Der Alte ging ins Schlafzimmer. Auch die Schlafzimmertür schloss er hinter sich zu. Sogar das Fenster, das er immer, um bei der Hitze besser einschlafen zu können, nachts geöffnet hatte. Alles schloss er zu und löschte das Licht und legte sich, angezogen, wie er war, auf das Bett und versuchte zu schlafen. Vergeblich. Er hörte ihn auf dem Gang zwischen den Apartments. Wie er die Treppen stieg, die auf den Hügel führten, wo er wohnte. Hörte ihn rutschen und fallen und steigen und wieder fallen. Es war ein Alptraum. Sein Herz schlug bis zum Hals. Er war wie gelähmt. Konnte nicht aufstehen, fühlte sich machtlos.
Ja, wer denn sollte den Jungen schützen und verteidigen, wenn er es selbst nicht tat, sein älterer Freund, zu dem er Vertrauen hatte, da sein Vater seit dem Autounfall im Rollstuhl saß, also selbst hilflos war und seine Mutter tagsüber arbeitete und, heimkehrend, die jüngeren Geschwister zu versorgen hatte. Ein nichtzulösendes Problem. Der Junge würde lernen müssen, sich selbst zu helfen. Was so gut wie unmöglich war. Denn er, der Alte, würde in zwei Wochen wieder im Flugzeug sitzen und nach Deutschland zurückfliegen.
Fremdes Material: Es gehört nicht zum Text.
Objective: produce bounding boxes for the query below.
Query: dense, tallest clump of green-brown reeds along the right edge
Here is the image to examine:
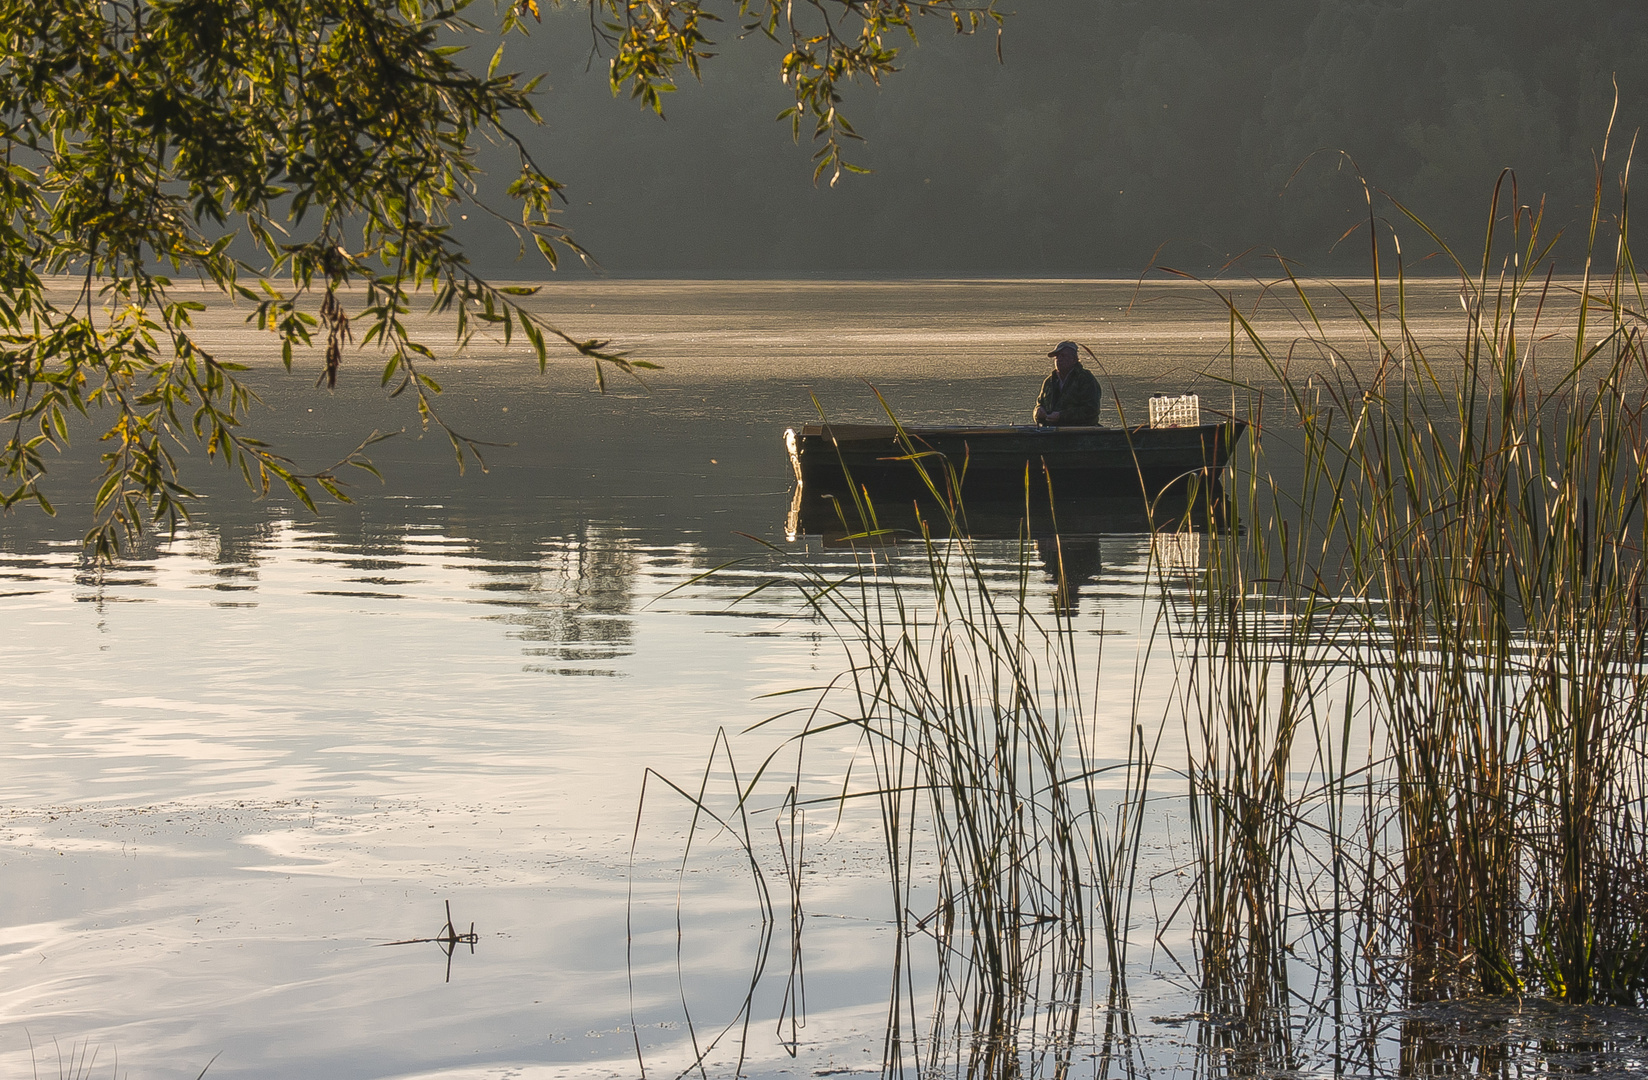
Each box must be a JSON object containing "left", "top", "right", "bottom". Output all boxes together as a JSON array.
[{"left": 1182, "top": 122, "right": 1648, "bottom": 1004}]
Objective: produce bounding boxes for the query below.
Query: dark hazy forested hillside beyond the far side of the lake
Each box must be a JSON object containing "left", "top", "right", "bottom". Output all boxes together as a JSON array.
[{"left": 471, "top": 0, "right": 1648, "bottom": 277}]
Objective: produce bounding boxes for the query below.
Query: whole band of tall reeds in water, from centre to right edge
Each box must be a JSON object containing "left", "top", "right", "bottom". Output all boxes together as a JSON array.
[{"left": 638, "top": 141, "right": 1648, "bottom": 1077}]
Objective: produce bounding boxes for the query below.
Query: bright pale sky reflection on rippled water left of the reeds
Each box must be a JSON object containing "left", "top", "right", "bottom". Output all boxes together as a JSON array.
[{"left": 0, "top": 495, "right": 1199, "bottom": 1075}]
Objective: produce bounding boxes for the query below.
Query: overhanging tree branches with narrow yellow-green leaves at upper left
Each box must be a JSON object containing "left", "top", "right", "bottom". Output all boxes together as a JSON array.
[{"left": 0, "top": 0, "right": 999, "bottom": 557}]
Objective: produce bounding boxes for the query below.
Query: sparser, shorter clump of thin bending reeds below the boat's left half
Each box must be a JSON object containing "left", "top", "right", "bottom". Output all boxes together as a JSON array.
[{"left": 801, "top": 448, "right": 1094, "bottom": 1077}]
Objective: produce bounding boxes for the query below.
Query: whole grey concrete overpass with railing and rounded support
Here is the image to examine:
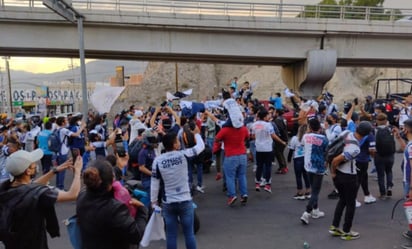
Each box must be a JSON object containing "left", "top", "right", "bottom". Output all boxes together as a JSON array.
[{"left": 0, "top": 0, "right": 412, "bottom": 95}]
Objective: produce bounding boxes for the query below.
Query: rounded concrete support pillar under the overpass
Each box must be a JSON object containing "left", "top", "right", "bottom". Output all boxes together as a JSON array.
[{"left": 282, "top": 49, "right": 338, "bottom": 98}]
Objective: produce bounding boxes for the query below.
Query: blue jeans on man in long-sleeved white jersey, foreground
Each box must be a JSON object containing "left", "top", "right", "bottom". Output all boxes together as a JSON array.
[{"left": 162, "top": 201, "right": 196, "bottom": 249}]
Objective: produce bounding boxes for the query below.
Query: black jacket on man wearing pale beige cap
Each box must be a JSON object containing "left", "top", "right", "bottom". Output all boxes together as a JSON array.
[{"left": 0, "top": 181, "right": 60, "bottom": 249}]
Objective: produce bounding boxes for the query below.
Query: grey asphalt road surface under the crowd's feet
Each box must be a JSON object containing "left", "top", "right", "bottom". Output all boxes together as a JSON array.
[{"left": 37, "top": 154, "right": 408, "bottom": 249}]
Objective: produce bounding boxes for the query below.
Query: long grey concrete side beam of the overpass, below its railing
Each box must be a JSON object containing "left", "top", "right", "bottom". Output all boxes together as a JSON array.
[{"left": 0, "top": 20, "right": 412, "bottom": 67}]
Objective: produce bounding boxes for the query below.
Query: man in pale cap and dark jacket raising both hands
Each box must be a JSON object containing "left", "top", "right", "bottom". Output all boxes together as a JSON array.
[{"left": 0, "top": 149, "right": 82, "bottom": 249}]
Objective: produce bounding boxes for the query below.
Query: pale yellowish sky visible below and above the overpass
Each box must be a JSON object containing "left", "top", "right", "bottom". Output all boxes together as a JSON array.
[{"left": 4, "top": 0, "right": 412, "bottom": 73}]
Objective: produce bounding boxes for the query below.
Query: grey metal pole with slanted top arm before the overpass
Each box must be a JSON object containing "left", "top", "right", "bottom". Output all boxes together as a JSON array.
[{"left": 43, "top": 0, "right": 89, "bottom": 118}]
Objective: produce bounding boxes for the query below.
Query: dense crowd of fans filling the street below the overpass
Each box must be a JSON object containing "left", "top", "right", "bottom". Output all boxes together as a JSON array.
[{"left": 0, "top": 78, "right": 412, "bottom": 249}]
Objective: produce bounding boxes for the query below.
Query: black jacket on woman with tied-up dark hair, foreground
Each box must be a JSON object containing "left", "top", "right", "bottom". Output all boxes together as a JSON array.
[{"left": 76, "top": 190, "right": 148, "bottom": 249}]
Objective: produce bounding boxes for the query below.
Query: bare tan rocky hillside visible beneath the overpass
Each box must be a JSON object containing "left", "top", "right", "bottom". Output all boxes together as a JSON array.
[{"left": 112, "top": 62, "right": 412, "bottom": 112}]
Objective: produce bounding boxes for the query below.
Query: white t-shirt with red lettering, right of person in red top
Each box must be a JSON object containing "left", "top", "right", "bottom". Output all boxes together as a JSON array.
[{"left": 251, "top": 120, "right": 275, "bottom": 152}]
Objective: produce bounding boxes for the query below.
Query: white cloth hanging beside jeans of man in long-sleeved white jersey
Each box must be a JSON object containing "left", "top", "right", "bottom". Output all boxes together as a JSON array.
[{"left": 140, "top": 206, "right": 166, "bottom": 247}]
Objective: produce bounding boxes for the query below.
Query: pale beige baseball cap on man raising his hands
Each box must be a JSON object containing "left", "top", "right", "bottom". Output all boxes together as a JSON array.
[{"left": 6, "top": 149, "right": 43, "bottom": 177}]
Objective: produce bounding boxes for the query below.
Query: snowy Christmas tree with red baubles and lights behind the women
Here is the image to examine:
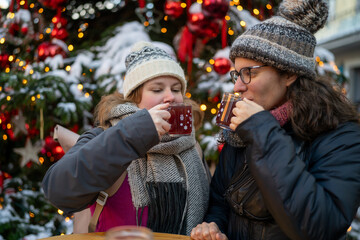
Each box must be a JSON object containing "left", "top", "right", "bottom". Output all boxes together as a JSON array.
[{"left": 0, "top": 0, "right": 360, "bottom": 240}]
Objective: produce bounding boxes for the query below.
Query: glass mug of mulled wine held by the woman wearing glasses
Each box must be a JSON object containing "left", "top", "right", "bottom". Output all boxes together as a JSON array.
[{"left": 216, "top": 92, "right": 241, "bottom": 130}]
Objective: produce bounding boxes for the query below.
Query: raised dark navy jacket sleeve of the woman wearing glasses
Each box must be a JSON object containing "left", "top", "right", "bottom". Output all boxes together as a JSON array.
[{"left": 236, "top": 111, "right": 360, "bottom": 239}]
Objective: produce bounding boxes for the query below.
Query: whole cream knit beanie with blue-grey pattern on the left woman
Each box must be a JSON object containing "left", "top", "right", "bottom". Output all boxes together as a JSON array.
[{"left": 123, "top": 41, "right": 186, "bottom": 99}]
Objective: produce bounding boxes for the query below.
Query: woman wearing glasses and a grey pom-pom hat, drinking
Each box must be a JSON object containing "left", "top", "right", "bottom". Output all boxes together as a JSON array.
[{"left": 191, "top": 0, "right": 360, "bottom": 240}]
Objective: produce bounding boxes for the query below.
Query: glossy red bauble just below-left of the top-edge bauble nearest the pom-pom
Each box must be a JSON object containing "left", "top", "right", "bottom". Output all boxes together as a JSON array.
[{"left": 187, "top": 12, "right": 219, "bottom": 38}]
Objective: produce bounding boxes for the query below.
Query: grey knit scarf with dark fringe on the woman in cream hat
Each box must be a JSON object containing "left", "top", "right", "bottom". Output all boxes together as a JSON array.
[{"left": 109, "top": 103, "right": 209, "bottom": 235}]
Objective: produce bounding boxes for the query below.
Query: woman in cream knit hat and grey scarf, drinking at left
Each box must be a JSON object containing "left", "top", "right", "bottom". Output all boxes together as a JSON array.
[{"left": 43, "top": 42, "right": 209, "bottom": 234}]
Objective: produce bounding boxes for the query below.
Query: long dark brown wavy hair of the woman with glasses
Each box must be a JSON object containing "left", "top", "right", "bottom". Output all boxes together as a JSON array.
[{"left": 287, "top": 77, "right": 359, "bottom": 141}]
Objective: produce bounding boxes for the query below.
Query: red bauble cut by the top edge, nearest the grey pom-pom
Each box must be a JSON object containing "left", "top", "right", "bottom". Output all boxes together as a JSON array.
[{"left": 201, "top": 0, "right": 229, "bottom": 19}]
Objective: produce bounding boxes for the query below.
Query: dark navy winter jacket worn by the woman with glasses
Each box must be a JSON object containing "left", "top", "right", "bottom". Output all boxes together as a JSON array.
[{"left": 205, "top": 111, "right": 360, "bottom": 240}]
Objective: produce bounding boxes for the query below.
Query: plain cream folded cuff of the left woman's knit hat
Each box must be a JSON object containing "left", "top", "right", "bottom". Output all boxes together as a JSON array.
[{"left": 123, "top": 59, "right": 186, "bottom": 98}]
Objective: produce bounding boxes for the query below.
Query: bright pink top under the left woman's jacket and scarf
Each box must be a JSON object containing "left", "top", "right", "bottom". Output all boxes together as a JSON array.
[{"left": 90, "top": 175, "right": 148, "bottom": 232}]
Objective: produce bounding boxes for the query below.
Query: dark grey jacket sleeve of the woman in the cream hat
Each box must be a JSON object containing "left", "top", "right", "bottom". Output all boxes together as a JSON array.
[{"left": 42, "top": 110, "right": 159, "bottom": 214}]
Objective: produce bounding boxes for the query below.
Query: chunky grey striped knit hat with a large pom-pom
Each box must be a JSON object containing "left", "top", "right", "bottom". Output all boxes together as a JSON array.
[{"left": 230, "top": 0, "right": 328, "bottom": 79}]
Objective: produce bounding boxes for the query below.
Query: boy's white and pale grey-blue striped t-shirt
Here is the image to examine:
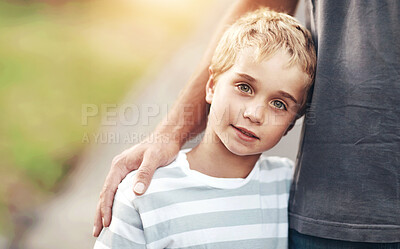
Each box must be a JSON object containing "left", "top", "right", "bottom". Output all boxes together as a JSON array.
[{"left": 94, "top": 150, "right": 293, "bottom": 249}]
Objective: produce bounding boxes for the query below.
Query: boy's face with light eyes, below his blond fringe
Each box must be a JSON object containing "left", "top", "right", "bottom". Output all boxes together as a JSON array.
[{"left": 206, "top": 48, "right": 309, "bottom": 156}]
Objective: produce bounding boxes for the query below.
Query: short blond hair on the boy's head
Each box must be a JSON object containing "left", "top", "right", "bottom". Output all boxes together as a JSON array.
[{"left": 210, "top": 8, "right": 316, "bottom": 111}]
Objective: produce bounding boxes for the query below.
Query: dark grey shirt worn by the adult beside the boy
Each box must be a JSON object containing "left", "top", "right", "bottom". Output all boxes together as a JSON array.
[{"left": 289, "top": 0, "right": 400, "bottom": 242}]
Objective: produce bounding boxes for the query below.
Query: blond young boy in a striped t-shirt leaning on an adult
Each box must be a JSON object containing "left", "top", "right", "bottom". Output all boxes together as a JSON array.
[{"left": 95, "top": 9, "right": 316, "bottom": 249}]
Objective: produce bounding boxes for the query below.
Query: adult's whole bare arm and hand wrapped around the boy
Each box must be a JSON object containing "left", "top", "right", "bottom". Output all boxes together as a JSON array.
[{"left": 93, "top": 0, "right": 298, "bottom": 237}]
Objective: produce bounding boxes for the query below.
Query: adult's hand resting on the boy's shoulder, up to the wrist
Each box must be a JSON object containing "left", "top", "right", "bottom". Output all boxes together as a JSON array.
[{"left": 93, "top": 136, "right": 180, "bottom": 237}]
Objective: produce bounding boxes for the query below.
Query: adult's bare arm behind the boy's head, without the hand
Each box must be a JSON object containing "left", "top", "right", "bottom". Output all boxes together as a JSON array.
[{"left": 155, "top": 0, "right": 298, "bottom": 147}]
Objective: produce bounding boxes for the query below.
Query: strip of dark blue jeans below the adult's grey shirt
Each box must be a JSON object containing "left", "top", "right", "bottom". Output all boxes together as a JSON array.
[{"left": 289, "top": 229, "right": 400, "bottom": 249}]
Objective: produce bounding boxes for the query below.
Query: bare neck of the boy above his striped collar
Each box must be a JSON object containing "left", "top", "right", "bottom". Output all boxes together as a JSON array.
[{"left": 187, "top": 129, "right": 261, "bottom": 178}]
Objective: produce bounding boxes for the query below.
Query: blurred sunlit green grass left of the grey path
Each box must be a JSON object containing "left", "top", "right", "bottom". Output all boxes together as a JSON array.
[{"left": 0, "top": 0, "right": 210, "bottom": 245}]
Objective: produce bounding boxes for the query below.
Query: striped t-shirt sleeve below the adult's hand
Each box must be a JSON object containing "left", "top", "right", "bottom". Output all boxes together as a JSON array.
[{"left": 94, "top": 172, "right": 146, "bottom": 249}]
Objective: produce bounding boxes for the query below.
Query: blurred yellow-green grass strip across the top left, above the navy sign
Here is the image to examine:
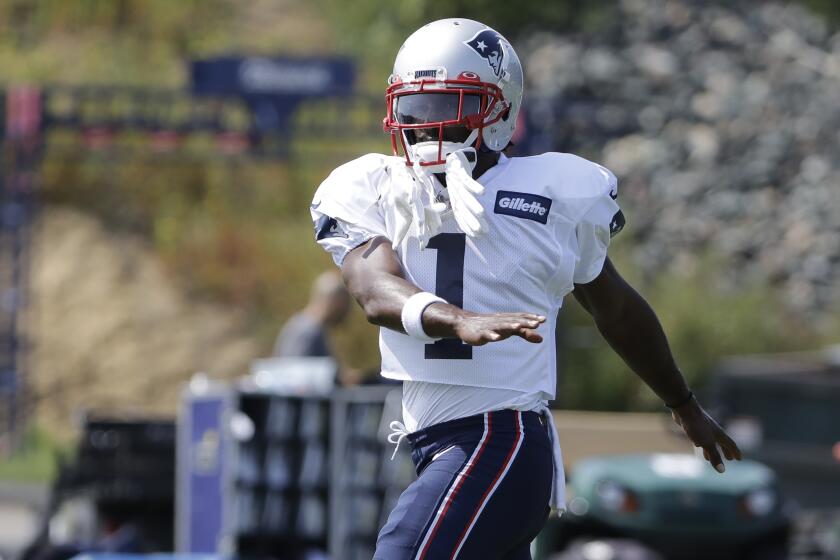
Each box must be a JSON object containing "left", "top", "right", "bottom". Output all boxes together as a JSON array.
[{"left": 0, "top": 0, "right": 334, "bottom": 87}]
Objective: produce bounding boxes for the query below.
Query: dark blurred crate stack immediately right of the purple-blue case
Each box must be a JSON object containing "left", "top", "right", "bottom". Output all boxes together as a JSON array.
[{"left": 233, "top": 391, "right": 329, "bottom": 558}]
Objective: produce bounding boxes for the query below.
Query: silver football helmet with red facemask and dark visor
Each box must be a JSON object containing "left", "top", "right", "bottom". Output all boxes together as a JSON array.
[{"left": 384, "top": 18, "right": 523, "bottom": 172}]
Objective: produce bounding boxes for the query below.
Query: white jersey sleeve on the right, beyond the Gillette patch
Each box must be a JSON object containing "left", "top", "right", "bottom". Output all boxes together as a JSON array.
[{"left": 574, "top": 165, "right": 624, "bottom": 284}]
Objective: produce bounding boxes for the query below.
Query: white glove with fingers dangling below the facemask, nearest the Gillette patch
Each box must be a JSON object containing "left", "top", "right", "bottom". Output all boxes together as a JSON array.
[{"left": 446, "top": 148, "right": 487, "bottom": 237}]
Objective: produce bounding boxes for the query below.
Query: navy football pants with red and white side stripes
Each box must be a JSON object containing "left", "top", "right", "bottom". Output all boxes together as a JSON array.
[{"left": 374, "top": 410, "right": 553, "bottom": 560}]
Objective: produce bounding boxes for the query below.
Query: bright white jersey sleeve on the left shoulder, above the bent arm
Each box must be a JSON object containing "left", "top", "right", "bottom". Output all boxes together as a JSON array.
[{"left": 309, "top": 154, "right": 387, "bottom": 267}]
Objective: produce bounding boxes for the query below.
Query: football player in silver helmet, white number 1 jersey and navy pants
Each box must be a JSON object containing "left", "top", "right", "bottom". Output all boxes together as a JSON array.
[{"left": 311, "top": 19, "right": 740, "bottom": 560}]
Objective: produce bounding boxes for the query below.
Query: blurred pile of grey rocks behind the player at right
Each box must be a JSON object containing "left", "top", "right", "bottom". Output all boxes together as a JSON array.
[{"left": 520, "top": 0, "right": 840, "bottom": 315}]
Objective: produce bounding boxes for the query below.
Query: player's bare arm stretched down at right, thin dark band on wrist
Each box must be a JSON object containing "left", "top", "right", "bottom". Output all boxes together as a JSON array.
[{"left": 573, "top": 258, "right": 741, "bottom": 472}]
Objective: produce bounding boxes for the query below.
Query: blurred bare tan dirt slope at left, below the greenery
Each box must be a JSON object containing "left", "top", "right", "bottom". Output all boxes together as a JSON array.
[{"left": 28, "top": 208, "right": 260, "bottom": 433}]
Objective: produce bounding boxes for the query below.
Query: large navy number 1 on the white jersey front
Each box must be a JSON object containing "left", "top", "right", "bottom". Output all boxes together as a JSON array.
[{"left": 426, "top": 233, "right": 472, "bottom": 360}]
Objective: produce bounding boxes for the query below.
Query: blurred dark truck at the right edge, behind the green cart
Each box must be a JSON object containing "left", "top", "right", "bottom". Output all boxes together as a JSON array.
[{"left": 709, "top": 349, "right": 840, "bottom": 515}]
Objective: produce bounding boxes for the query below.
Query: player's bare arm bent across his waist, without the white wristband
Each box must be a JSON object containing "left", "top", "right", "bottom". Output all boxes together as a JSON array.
[{"left": 341, "top": 236, "right": 545, "bottom": 346}]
Ob und wann er wiederkommen würde, stand in den Sternen, die ihm doch niemals eine Antwort gaben.
Er schloss die Augen und tat, was er lange nicht getan hatte. Legte die Hände über dem Leintuch zusammen und betete. Vielleicht half das. Er hoffte es. Und als er nach einer Weile die Augen öffnete, schlug sein Herz ruhiger. Er wäre jetzt gerne aufgestanden und hätte das Fenster geöffnet, wenigstens einen Spalt, um die kühle Nachtluft hereinzulassen. Aber er hatte Angst. Er hörte, wie er zu sich sagte: Morgen, wenn der Junge wieder klopft, morgen. Aber er hatte immer noch Angst und er war sich nicht sicher. Er wusste es nicht. Und konnte nicht schlafen, weil er Angst hatte, um ihn, um sich, um eine Freundschaft, die über Nacht, wie es schien, in Feindschaft umgeschlagen war.
Aber vielleicht scheint es nur so, und er irrt sich. Weil die Nacht Nacht ist, der Tag Tag. Weil es, so oder so, einen Ausweg geben müsse aus diesem Dilemma. Einen Ausweg, den nur das Leben schenken kann oder die Liebe oder Gott selbst über den Sternen, die er hinter den Vorhängen nicht sieht. Um sich herum tiefe, schlaflose Nacht. Und wieder hält er die Hände gefaltet. Lange. Bis er, unruhig, einschläft.